If you and others object to this so strongly, because suddenly conversation becomes impossible if one uses terms in a specific and unambiguous way that you don't agree with, let's not allow it to interfere with our communication. Give me a word. Give me a word and I will use it. you pick the fucking word to encapsulate "a person who is motivated to grossly abuse my trust and their authority in an attempt to fuck with my child's head, damaging their sexuality and their sanity, in secret and against my expressed wishes, to a degree that makes keeping them and anyone who associates with or supports them as far away from anyone I care about as possible", and scout's honor I will use that word unfailingly from now on. I will even translate quotes from others into that word, because I sincerely believe that is the idea most of them are trying to communicate.

This offer is open to any blue here. Pick the word that you think fairly encapsulates the above concept, and you will never hear "groomer" from me again. Make it as anodyne as you like, as anodyne as possible; it will pick up all the negative affect it needs in very short order.

(8 letters or less please for convenience, please and thank you.)

"Recruiter" is nine letters.

That works just fine for me. Done and done.

Expanding it explicitly to “trans recruiters” the first time in a post/reply should work pretty darn well, like my verbose replacement for “woke”: “purity spiral progressives.” It’s descriptive without being pejorative.

I’ll probably use it too, except in the cases where instances of clear sexual grooming occur, like taking kids to strip clubs or giving them pornographic books in schools.

I really, really like "purity spiral progressives" as a substitute for "woke." I must be one of the most prominent complainers around here about "woke" as a term, but, gosh, "purity spiral progressives" is just precise. It tells me exactly what you're referring to and why you think it's bad.

It probably helps that I also agree with you that purity spirals are both common and pernicious amongst people with views similar to mine. You say "woke" and I say "Well, okay, do you mean me or not?" You say "purity spiral" and I say "Oh, yes, big problem, yup, I can follow what you're complaining about."
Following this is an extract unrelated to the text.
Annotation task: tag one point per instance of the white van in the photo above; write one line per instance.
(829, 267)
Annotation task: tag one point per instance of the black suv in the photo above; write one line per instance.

I am less enthused by "trans recruiters." It's better than "groomers" by a long shot, and it shares the trait of telling me what you're concerned about (namely, I assume, causing people to be transgender who otherwise would be perfectly happy as they are). It's awkward in that nobody believes themselves to be "recruiting" transgender people, so you're describing your interpretation of their behaviour in terms that imply that it is their interpretation of their behaviour when it is not. I think it ends up being keyed more closely to your specific political beliefs, as a result. I can't know who is a "trans recruiter" without knowing which behaviours you think will have the effect of creating transgender people out of people who would have been otherwise happy. There are a wide range of views on that subject, so different people are going to use the word to refer to widely different sets of people.

Still, I appreciate your efforts to find more precise terminology.

It’s not necessarily “otherwise happy” kids I’m worried for, it’s kids at that stage where they’re discovering unexpected feelings about bodies and trying to pattern-match it to what the adults around them have been teaching them.

If they’ve been told happy things about switching gender being as easy as changing Tip to Ozma, they might endure the hormones in good faith until they figure out it was just bad pattern-matching and stop, at which point they might be sterile or otherwise physically disordered.